> Angular 2/4 is a completely over-engineered trainwreck.

I can appreciate that the author loves Vue.js but I don't think its very constructive have such a binary view of something they clearly haven't spent much time with. Angular is not "over-engineered". Its complete. Its got everything you need and an established, well documented pattern to do it. Its far from perfect but then what is? I've used it, React, Angular 1.x etc and all of them have their strengths and weaknesses. It depends on your team and what you are trying to do.

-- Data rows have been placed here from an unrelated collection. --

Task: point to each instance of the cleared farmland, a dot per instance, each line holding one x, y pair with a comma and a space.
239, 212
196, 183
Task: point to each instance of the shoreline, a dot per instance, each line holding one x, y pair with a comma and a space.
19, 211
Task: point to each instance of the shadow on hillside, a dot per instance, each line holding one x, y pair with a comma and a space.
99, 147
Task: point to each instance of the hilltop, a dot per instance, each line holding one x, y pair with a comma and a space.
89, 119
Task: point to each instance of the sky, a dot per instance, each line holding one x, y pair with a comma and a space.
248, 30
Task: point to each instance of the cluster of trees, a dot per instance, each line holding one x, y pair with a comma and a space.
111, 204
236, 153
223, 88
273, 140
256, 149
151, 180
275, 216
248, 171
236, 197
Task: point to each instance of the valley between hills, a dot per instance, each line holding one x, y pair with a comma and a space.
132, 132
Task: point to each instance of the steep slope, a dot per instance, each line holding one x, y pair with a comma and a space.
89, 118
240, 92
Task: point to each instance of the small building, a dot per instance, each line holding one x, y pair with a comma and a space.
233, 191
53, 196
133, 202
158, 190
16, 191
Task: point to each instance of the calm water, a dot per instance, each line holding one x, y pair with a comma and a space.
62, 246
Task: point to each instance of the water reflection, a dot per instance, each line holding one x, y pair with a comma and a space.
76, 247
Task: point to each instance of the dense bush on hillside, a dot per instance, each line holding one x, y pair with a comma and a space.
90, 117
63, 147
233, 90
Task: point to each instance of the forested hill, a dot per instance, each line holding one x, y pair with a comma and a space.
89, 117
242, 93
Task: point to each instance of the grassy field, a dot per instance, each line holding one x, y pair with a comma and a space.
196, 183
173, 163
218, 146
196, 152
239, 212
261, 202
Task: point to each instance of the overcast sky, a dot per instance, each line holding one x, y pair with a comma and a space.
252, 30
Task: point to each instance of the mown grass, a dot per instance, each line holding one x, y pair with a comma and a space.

Its important to remember all these frameworks are built by people just like us who try very hard to make them the best they can be. It would be nice if we spent more time celebrating all the wonderful FREE tools they build for us rather than tearing down the ones that we didn't pick.

I'm not in love with the way the MVC framework takes over and wraps the TS compiler (and a very specific version of the TS compiler) to compile templates. Seems an obvious layering violation.

I'll take composition over inheritance in my tooling.

I suppose I'd need to know what specifically you've run up against to justify your distaste for the approach. I too prefer composition but I'm not against another way if it works.

It's a really bad architecture. Couple of examples

(1) The angular compiler doesn't have the same JS or CLI interface as the TypeScript compiler. I have to know very specifically which I am using when; my build tooling must always know whether it's compiling TS the Angular way, or the vanilla way, and there isn't much commonality.

(2) What if I want to use an alternative TS compiler? Or someone writes a faster one in Go? Or I want to use tsickle [1], which is Closure Compiler-compatible?

Now it turns out there isn't a TS compiler in Go, and the Angular team are the authors of tsickle, and so ngc happens to work with it. But it's an architectural smell to couple that closely for my MVC framework (and IMO with little necessity).